Kiyoshi Kuromiya marks his inspiration to move to Philadelphia in 1961 due exclusively to the name “City of Brotherly Love,” and Kuromiya’s activism started during the 1960s when he became engaged with civil rights organizing.

Kuromiya began attending college at the University of Pennsylvania in September 1961 as one of six Benjamin Franklin National Scholars; he was a part of a large scholarship that covered almost every one of the related costs of attending.

Kiyoshi decided to study architecture, feeling that it was a field that included a variety of humanistic fields and was propelled by Louis Kahn who too went to Penn and was a professor of architecture at the School of Design.

In 1963, Kiyoshi Kuromiya had the honor of being in participation for Dr. Martin Luther King Jr. “I Have a Dream” speech, and in time Kuromiya became one of Dr. King’s assistants.

Kiyoshi Kuromiya officially emerged as gay in 1965, at the first “Annual Reminder,” a yearly dissent using picket signs to help the public of the rights that the gay community basically didn’t have.

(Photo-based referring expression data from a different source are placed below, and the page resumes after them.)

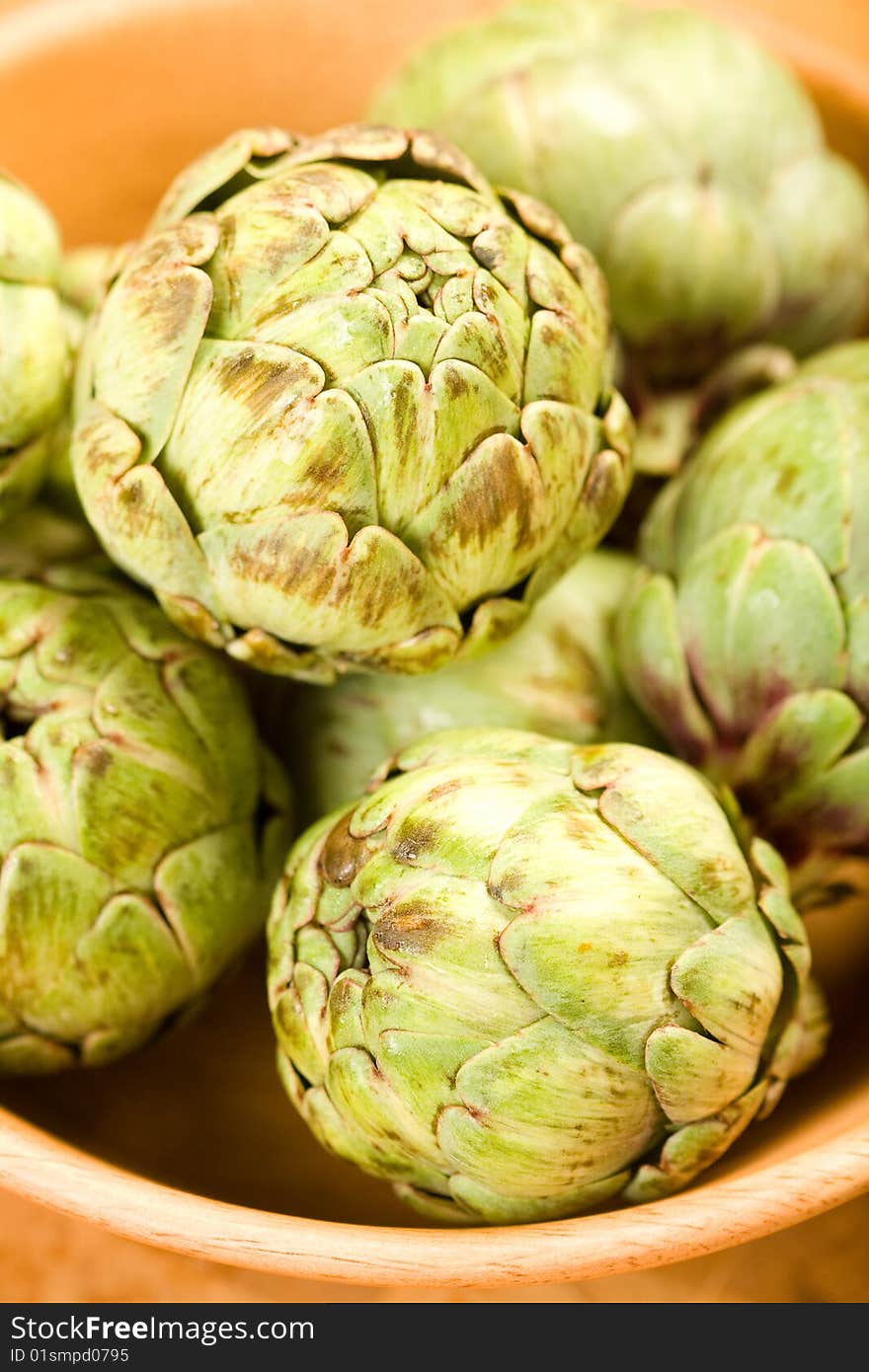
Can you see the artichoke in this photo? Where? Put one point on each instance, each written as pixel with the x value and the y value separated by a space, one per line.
pixel 35 359
pixel 347 408
pixel 141 826
pixel 682 155
pixel 556 675
pixel 747 639
pixel 81 281
pixel 521 977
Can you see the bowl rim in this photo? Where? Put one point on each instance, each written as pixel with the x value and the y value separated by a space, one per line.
pixel 711 1216
pixel 714 1214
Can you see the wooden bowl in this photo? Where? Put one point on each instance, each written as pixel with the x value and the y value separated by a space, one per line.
pixel 191 1144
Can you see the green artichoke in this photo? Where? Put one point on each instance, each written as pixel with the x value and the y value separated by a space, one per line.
pixel 556 675
pixel 141 826
pixel 35 359
pixel 521 977
pixel 44 544
pixel 347 408
pixel 747 640
pixel 83 280
pixel 684 157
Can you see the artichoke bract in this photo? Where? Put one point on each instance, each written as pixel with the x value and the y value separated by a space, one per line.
pixel 141 825
pixel 747 639
pixel 81 281
pixel 681 154
pixel 35 358
pixel 556 675
pixel 348 408
pixel 521 977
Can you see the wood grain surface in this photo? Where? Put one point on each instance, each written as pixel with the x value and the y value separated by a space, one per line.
pixel 200 1115
pixel 46 1257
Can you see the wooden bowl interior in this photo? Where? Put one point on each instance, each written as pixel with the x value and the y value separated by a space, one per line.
pixel 101 103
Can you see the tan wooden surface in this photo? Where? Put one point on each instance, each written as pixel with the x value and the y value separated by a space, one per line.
pixel 98 165
pixel 48 1257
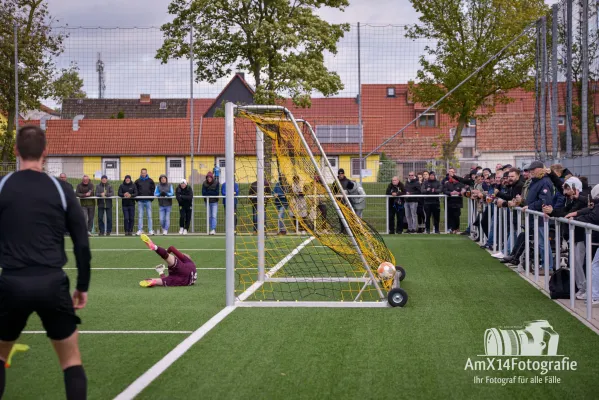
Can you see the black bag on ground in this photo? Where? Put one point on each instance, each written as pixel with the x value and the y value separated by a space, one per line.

After four years, after the Stonewall Riots, Kiyoshi Kuromiya helped help establish the Gay Liberation Front, a group intended to assist men with managing the depression of having an alternate gender identity.

Kiyoshi Kuromiya proceeded with his activism work for decades after that, including helping public awareness of the AIDS epidemic during the ’80s the whole way through to the late ’90s. Kiyoshi Kuromiya died because of cancer-related complications on May 10, 2000, at 57 years old.

To get a more in-depth look at Kiyoshi Kuromiya’s life, make certain to look at the special exhibit from the Heart Mountain Wyoming Foundation on Google Arts and Culture, which incorporates photos of the man himself.

The Google Doodle honoring Kiyoshi Kuromiya portrays a building in the city, painted with a mural of Kuromiya. In a vignette to the left, you can see a dissent before Philadelphia’s Independence Hall, while the right side shows a phone and the Progress Pride flag. Concerning why Google picked this day to respect the respected activist, Kiyoshi Kuromiya was inducted into the National LGBTQ Wall of Honor on June 4, 2019.

To honor his contributions to the battle for civil rights, as well as the anti-war movement, Google on Saturday will devote its Pride Doodle to Kiyoshi Kuromiya on the third anniversary of his induction to the National LGBTQ Wall of Honor at the Stonewall National Monument.